Dialogues

Truth and Crime

Dear Professor Amar,

       I believe that the Constitution is a living and evolving document whose general terms should be interpreted in a manner consistent with the realities of the age. Today’s realities make a tort remedy unworkable against police who deliberately violate even the most basic protections of the Bill of Rights–so long as they pick the targets of their lawlessness well. Juries will simply not punish overzealous police by rewarding criminals with monetary damages. That is why some sort of exclusionary mechanism is needed to enforce the Fourth and Fifth amendments.
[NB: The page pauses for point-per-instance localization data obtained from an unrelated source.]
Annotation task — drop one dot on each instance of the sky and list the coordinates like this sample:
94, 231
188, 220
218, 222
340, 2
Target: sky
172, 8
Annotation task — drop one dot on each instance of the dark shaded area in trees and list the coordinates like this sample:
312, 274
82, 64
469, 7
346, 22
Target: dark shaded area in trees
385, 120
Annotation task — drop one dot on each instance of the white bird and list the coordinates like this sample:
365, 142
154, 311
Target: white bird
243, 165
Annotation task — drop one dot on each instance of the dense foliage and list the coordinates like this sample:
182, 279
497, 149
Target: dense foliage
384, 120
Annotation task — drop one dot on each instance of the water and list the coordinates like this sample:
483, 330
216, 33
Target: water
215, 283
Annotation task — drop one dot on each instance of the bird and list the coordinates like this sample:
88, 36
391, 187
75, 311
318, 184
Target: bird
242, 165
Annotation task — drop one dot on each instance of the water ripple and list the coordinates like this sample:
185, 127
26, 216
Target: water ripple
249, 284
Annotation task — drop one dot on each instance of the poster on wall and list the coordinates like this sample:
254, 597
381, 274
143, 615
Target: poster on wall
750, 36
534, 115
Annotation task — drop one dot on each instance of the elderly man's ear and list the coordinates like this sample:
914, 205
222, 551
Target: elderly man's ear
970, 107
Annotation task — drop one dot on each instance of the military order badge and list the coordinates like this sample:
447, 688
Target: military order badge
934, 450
I wish it were not so because I don’t like exclusionary rules (some, by the way, are imposed against the defense; I wish you would speak out as forcefully about those as you do about exclusionary rules directed against the prosecution). I believe some exclusionary rules may be a necessary evil in the absence of other equally effective mechanisms.
       You correctly observed that the exclusionary rule was not a part of our jurisprudence for most of American history, but neither were mandatory pretrial depositions by criminal defendants. As a constitutional literalist, you can’t have it both ways. Either we are or are not bound by the text, original meaning, and early history. I agree with Justice Jackson that we should not read our Constitution as we read a last will and testament, lest it become one.
       You are surely right about one matter: I do believe that the Bill of Rights was designed to protect the guilty as well as the innocent. Indeed certain provisions–especially the prohibition against cruel and unusual punishment–are clearly directed at the guilty. I believe, with Churchill, that a society should be judged by the way it treats its most despised. The current campaign against criminal-defense lawyers who represent the guilty as well as the innocent endangers the liberty of all Americans.